Location: (17.7 N, 67.7 W) Southwest of Puerto Rico

Maximum Sustained Winds ("MSW"): 45-50 mph

Movement: West/Northwest @ 17 mph

Pressure: 1006 MB 

Tropical Storm Erika: Potential Interaction with FL ("PIF"):

PIF1 - Next 1-2 Days: 0% 

PIF3 - Next 3-4 Days: 20% 

PIF5 - Next 5-7 Days: 50% (Potential Tropical Wave/Tropical Storm/Hurricane)

*Potential Interaction with FL ("PIF") estimates are designed to help the FMIT Alert reader determine the potential for the storm’s interaction with Florida based upon data available to FMIT at the time of the alert. "Interaction with Florida" means that a significant portion of the storm may impact Florida and does not indicate the intensity of the impact. This information is to be used for informational purposes only.


The story for this morning is more of the same with Erika as she continues to move outside most of the model predictions and kept moving west yesterday rather than turning to the northwest. This is very likely good news for Florida as the current models predict significant interaction with the island of Hispaniola before continuing on to the Bahamas and eventually Florida. It cannot be stated enough that, due to Erika's disorganized state, these models are obviously on the extreme low level of accuracy. The past 24 hours has proven that even the best models cannot accurately predict path with a disorganized system.
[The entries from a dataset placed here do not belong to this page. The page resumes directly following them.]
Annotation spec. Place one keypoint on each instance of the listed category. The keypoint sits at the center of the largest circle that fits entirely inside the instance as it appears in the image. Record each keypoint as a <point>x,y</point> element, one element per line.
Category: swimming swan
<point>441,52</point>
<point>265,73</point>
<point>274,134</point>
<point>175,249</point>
Here's a summary of today's information. Much of it is similar to yesterday's information, with a couple major caveats:

· Current intensity Models Project Tropical Storm will not become a Hurricane. While these models for path have not been very accurate, the models for intensity have been relatively consistent. This gives us hope as the latest models indicate that Erika will not have enough time or favorable conditions after crossing Hispaniola to develop into a Hurricane before any potential interaction with Florida.

· Erika is maintaining 40-50 mph sustained winds and is passing south of Puerto Rico. Erika is still surrounded by dry air and an area of medium-high wind shear (15-20 mph) that is keeping any significant intensification from occurring. The storm is "East-Loaded," meaning that the storm activity is located to the east of the center and do not wrap around the center, which indicates a very unhealthy storm at this time. 

· Erika following a more westerly path increases the chance that it will have more interaction with the island of Hispaniola (Dominican Republic/Haiti) as it moves northwest through the Caribbean. Erika is already struggling to exist due to dry air and relatively strong shearing winds (Thank you, El Nino!). If it has significant interaction with the high mountains of Hispaniola, it will be very difficult for it to survive as a Tropical Storm and may diminish into a Tropical Wave/Remnant. It would have to move significantly north in the next 12-24 hours to pass between Puerto Rico and Hispaniola and limit interaction with the mountains of the Dominican Republic and Haiti.

· The next 24-48 hours are critical to Erika's existence and path. If Erika can hold together through its path over Hispaniola, it could still become a stronger storm. This is unlikely, but still possible. Alerts will come throughout the weekend as necessary to keep you informed.

Alert Rating: Due to the uncertainty of the path predictions, the movement of the storm to the west, and the current struggling of Erika to maintain Tropical Storm status, we are keeping our Alert Level to Level 3: MODERATE for all portions of Florida. Citizens should ensure that they are in contact with their Emergency/Disaster Response Teams and are aware of the storm's projected path and intensification predictions.